Raymond Mason devant le groupe sculpté Stupeur, photographie de Martine Franck (2009).

 

 

Jusqu'au 9 novembre prochain, le musée d'Art moderne de la Ville de Paris présente une petite exposition Raymond Mason à l'occasion de l'acquisition qu'il a récemment faite de deux œuvres du sculpteur disparu en 2010 : l'une par achat, un bronze de 1957 montrant La place de l'Opéra ; l'autre par donation, un plâtre avec un essai de couleur, Le Voyage, auquel l'artiste travailla irrégulièrement pendant plus de quarante ans et travaillait encore quelque temps avant sa mort, sans parvenir jamais à l'achever. L'exposition a lieu dans une seule pièce - la même où fut montré naguère un bel ensemble de peintures de Claude Garache - et s'organise autour du groupe des deux figures du Voyage, qui fait directement penser, par son hiératisme, à la statuaire égyptienne, que Raymond Mason connaissait très bien et aimait beaucoup.

Que ces deux personnages sont assis à l'avant d'une voiture, rien ne l'indique précisément (le revers retourné en crosse de leur siège unique ressemble même à celui d'un canapé) et l'on pourrait tout à fait l'ignorer s'il n'y avait ce titre, Le Voyage, et le fait qu'ils regardent droit et loin devant eux, comme des automobilistes sur l'autoroute. On sent aussi que l'homme et la femme se connaissent bien, depuis longtemps, qu'ils s'accordent dans le silence, mais qu'une étrangeté essentielle et irréductible les sépare, qu'ils sont pris par quelque chose qui les dépasse et qu'ils semblent maintenant découvrir ou reconnaître, une conscience aigüe du temps. Du temps, simplement : non pas de l'éternité que regardent les statues égyptiennes.
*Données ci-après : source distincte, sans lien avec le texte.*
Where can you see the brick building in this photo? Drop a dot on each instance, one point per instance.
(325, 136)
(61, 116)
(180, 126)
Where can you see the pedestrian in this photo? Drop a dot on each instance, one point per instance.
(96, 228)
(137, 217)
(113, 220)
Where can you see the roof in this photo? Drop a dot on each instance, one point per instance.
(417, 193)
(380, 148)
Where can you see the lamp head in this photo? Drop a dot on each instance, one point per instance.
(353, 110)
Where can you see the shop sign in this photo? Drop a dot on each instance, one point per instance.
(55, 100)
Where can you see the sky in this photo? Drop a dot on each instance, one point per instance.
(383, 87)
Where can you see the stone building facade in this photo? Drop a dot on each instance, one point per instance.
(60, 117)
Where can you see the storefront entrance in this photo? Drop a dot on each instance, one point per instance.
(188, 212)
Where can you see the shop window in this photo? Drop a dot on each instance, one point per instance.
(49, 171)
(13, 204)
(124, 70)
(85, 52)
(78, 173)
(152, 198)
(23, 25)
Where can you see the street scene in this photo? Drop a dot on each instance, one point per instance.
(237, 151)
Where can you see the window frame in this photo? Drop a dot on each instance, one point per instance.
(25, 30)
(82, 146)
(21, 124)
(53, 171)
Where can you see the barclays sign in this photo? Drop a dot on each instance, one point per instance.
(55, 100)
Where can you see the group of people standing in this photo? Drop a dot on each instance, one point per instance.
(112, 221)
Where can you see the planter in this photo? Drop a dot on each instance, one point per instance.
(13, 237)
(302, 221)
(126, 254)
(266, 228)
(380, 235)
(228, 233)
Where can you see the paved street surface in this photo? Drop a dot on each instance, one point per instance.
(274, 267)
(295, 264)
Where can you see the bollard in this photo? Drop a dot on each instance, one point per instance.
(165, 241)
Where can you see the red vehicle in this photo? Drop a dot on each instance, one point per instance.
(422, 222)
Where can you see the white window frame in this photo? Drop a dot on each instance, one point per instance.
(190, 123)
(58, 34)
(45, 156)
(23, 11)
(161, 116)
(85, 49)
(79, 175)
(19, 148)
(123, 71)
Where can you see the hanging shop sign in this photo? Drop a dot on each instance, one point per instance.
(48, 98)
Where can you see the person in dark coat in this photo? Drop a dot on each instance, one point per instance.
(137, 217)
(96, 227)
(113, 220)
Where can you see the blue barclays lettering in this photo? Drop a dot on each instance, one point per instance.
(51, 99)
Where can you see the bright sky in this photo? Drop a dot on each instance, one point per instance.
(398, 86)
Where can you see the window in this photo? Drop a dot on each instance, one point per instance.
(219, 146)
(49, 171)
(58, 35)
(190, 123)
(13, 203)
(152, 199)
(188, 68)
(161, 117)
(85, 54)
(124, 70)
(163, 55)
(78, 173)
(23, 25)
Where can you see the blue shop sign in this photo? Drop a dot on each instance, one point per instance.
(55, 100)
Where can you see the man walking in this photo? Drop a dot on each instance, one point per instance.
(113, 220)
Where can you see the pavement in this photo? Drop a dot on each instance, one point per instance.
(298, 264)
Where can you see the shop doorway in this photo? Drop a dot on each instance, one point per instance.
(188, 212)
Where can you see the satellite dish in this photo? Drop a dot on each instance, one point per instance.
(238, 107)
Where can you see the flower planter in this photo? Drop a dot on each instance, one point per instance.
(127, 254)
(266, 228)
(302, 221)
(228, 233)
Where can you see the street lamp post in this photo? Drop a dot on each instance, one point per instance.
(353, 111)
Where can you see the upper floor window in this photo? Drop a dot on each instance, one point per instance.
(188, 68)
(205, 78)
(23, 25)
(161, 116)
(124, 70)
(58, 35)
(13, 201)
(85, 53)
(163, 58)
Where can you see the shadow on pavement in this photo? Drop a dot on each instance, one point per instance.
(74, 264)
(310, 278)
Il est au fond très révélateur que l'œuvre entier d'un sculpteur attaché à rendre la présence humaine en acte, comme en témoignent La Foule et toutes les scènes de rues qu'il a représentées, finisse sur un groupe inachevé montrant seulement, ce qu'il n'avait jamais fait, un homme et une femme, seuls côte à côte, immobiles, comme s'il y avait là un mystère incompréhensible. D'où une impression de gravité qui rejaillit sourdement sur les autres œuvres de l'exposition du fait de la position du groupe presque au centre de la salle, bien en face de l'entrée : l'homme et la femme accueillent et ignorent en même temps le visiteur et l'invitent ainsi, indirectement, à chercher la clef de leur secret dans les autres reliefs et dessins qui les environnent et qui, tous, convergent vers eux.

Mais les grandes différences d'échelle et de traitement de ces œuvres ne facilitent rien. Pourtant, quelque chose apparaît tout de suite, et clairement : l'intérêt porté par l'artiste à la vie urbaine, à cette entité singulière et plurielle qu'est l'homme de la rue, acteur et victime de l'histoire, grande ou petite, - et ainsi pour New York, c'est tantôt la représentation, à travers la vitre d'un café, de la St Mark's Place, East village (1972), avec des figures caricaturales, notamment un inoubliable pochard à la trogne rubiconde, tantôt l'évocation des attentats du 11 septembre 2001, dans Stupeur, avec des passants qui lèvent la tête et regardent, sans comprendre, vers le sommet embrasé du World Trade Center, mêlés à d'autres qui n'ont encore rien vu. Dans les deux cas, la dynamique de l'œuvre est assurée par un geste : ici, celui de l'ivrogne appuyant sa main sur la vitre, comme pour éviter de tomber ou pour nous dire de nous écarter (et je croirais volontiers que l'idée de cette vitre interposée est venue à l'artiste par ce personnage, car ses doigts pressés et blanchis contre le verre constituent, vus en perspective fuyante, un beau morceau de sculpture) ; et là, celui de l'homme qui tend le bras droit vers le ciel et, comme au cours d'une promenade on désigne au loin quelque chose d'intéressant, indique les fumées de l'incendie en haut des tours jumelles, et l'on sent bien ce que ce geste réflexe a de dérisoire, presque de déplacé.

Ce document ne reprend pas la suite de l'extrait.